Frambault et ses suiveurs étaient rentrés depuis peu, quand Lambert de Montdargue avait appris la nouvelle. Il ignorait ce qui le contrariait le plus : que l'Inquisition ait été dissoute, ou que ses fils n'aient pas eu le courage de venir immédiatement le lui annoncer en personne. Enfin, "ses" fils...Lantelme n'était en rien actif, c'était Frambault le meneur. Il était celui qui avait élevé l'Inquisition, et qui désormais était responsable de sa chute. Et pourquoi ? Par orgueil. Lambert en était certain, il connaissait bien son fils.
Quelle déception.
Quelle indignité.
Assis à son bureau, Lambert joua négligemment avec sa dague, faisant glisser la lame entre ses griffes.
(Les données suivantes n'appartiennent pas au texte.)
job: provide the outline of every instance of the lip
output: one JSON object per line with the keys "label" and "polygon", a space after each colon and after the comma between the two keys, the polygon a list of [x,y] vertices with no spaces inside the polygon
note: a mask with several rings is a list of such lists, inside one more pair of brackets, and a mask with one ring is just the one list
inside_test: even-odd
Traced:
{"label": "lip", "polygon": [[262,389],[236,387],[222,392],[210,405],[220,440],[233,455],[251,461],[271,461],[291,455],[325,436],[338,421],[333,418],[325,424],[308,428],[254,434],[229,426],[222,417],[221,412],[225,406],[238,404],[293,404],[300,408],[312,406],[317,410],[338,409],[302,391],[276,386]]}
C'était un tic qu'il avait souvent, lorsqu'il était contrarié, et qui trahissait au monde ses sentiments là où son expression restait impassible. D'un air ennuyé, il observa le feu qui se consumait dans la cheminée.
-Faites mander Frambault et tous mes neveux qui étaient présents lors de l'exécution des bohémiens, ordonna-t-il d'une voix indolente. Je veux les voir. Sur le champs.
Le serviteur, qui attendait dans un coin de la salle, s'inclina et s'éloigna précipitamment, probablement ravi de quitter l'atmosphère étouffante du grand bureau de Lambert. Ce dernier continua de fixer l'âtre, songeur, se demandant ce qu'il avait manqué dans l'éducation de ses fils. Un couard, et un fou...Si Lambert n'avait pas détesté montrer ses émotions, il aurait éclaté d'un rire amer. Ou peut-être, au fond, avait-il oublié comment rire.
Tout ce qu'il savait, pour le moment, c'était qu'il était en colère.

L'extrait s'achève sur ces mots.